Hickman: if I had to sum it up, it would simply be defined as the summation of everything we've done to this point, culminating with a tragic series of events whenever all of the pieces that we've put on the table so far start to fall apart.
"Three" is a cosmic, star-spanning Fantastic Four story with consequences. It's easy to start knocking that stuff down when you spend as much time as I have setting it up.
And more importantly, it's the first time we see Doom in our Fantastic Four.
Nrama: So does this two-issue arc that shows Doom in college with Ben and Reed set something into play that leads up to this encounter with Doom?
Hickman: When Tom Brevoort read the scripts for the two-issue college arc, he said it was the first time that the superstructure of the overall narrative I'm telling became really, really evident.
It's where it all kicks in.
We see the return of Nathaniel Richards in those issues. We see a future Franklin again. And we start off in college in the '60s, and we journey to close to the end of space-time. Since we've done all this work and laid all this track in front of us, we can travel at a really, really high speed now.
And to get there and not seem just completely random, you have to lay all the groundwork, and that's what we've been doing. And that's especially true of the two-issue Doom-in-college arc.

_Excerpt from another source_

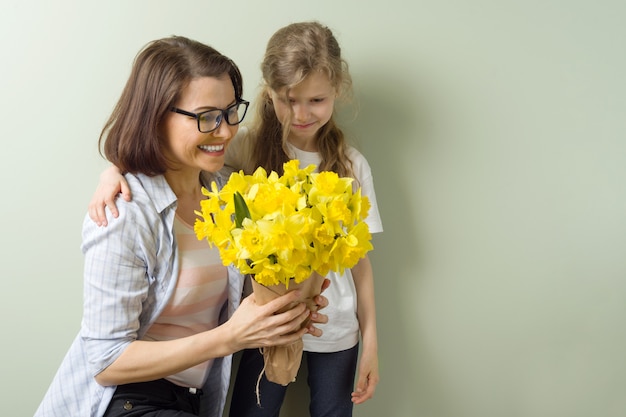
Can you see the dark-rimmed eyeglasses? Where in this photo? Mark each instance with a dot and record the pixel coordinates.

Nrama: Marvel has stated that when the War of 4 Cities ends, "one member of the Fantastic Four will have breathed their last." Is that just hype or is it real?
Hickman: Oh, no, it's real. You can't do these things without there being some weight to it.
There's a reason we're calling the arc "Three."
Nrama: Is "Three" more of a traditional storyline? Because your work on Fantastic Four hasn't really been defined by the usual six- or four-issue arcs we see on so many other ongoing comics.
Hickman: I think if you look at my entire run so far on FF, I think you could say we have told only one story so far that had an arc, and that was the first three issues. That was Reed and his dad and the Council and that kind of stuff.
Everything else after that has really been a series of one-shots, even though we grouped the Four Cities stuff into a collection called Prime Elements, and we marketed it as the Four Cities. They're really all stand-alone issues.
"Three" is our first broad story arc of the series. It's six issues.
Nrama: Did you consciously go into this series with the intent of ignoring the six-issue standard until now? Or is this just the way you write?
Hickman: No, I would say it was a very conscious decision. The number of single issues we've done has been very intentional. I wanted an arc to feel like an arc. If you do big arc after big arc after big arc, they just become monotonous. I know we live in a trade culture, which is fantastic because, while it has its detriments, people read your work in a broader way, in a broader audience. But you have to look at these things as super-stories as well, collections of trades.
I had a 30-issue outline when I got the gig. And we're on course. I have always thought the book should be about ideas, and about characters. I think those are the two things the Fantastic Four should be about, and I feel like that's what we've done with the book. I'm proud of what we've done so far.
We've got a lot of pretty big milestones that are coming up to. We've got Issue #600, and we've got the 50th anniversary. There's just so much big stuff we're doing on the back end of this that I felt like we had to have both the elements to play with that weren't in play in the rest of the Marvel Universe, and I felt like we also had to reintroduce the big, key characters, like Namor and Doom and the Inhumans, in a fresh, new way, or else it's just another one of those stories. We've been building a lot, and I've hinted at some even cooler things to come.